Bahasa sederhananya, ‘urf adalah suatu tindakan yang menjadi kesepakatan bersama dalam kehidupan sosial masyarakat, yang tindakan tersebut tidak ada penetapan maupun larangan dalam dalil-dalil nash.
Baca Juga: KDRT dan An-Nisa Ayat 34: Tafsir yang Berkeadilan
Contoh ‘urf adalah kewajiban memberikan upah standar bagi pekerja yang tidak menyebutkan nominal gaji dalam kontrak awal kerjanya. Kewajiban tersebut sudah berlaku dalam adat kebiasaan masyarakat, meski tidak ada dalil yang mengaturnya, alih-alih melarangnya.

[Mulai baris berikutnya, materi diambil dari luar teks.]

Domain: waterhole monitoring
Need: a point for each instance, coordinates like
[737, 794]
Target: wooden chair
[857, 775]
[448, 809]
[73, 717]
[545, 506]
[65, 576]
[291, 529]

Mayoritas ulama madzhab menerima ‘urf sebagai salah satu dalil dengan beberapa persyaratan, hanya sebagian kecil ulama yang tidak mengakuinya. Konsekuensi dari ketidaksepakatan ‘urf sebagai hujjah dalam contoh kasus di atas adalah ketidakwajiban pemberian gaji pada pekerja tersebut, karena pekerja dianggap bekerja secara suka rela saja, meski sebaiknya tetap dibayar namun tidaklah wajib untuk mengupahnya.
Sebagai penutup, semua seri tulisan ini merupakan pengantar untuk mempelajari ushul fiqh. Untuk perkenalan awal, topik yang dibahas hanya seputar muqaddimah dan dalil-dalil fiqh saja. Pembahasan tentang metode operasional dalil dan karakteristik operatornya tidak -atau belum- dibahas dalam seri tulisan ini.
Bagi yang minat untuk lanjut, semangat belajar. Bagi yang belum, gapapa. Kehidupan memang seperti itu, nda!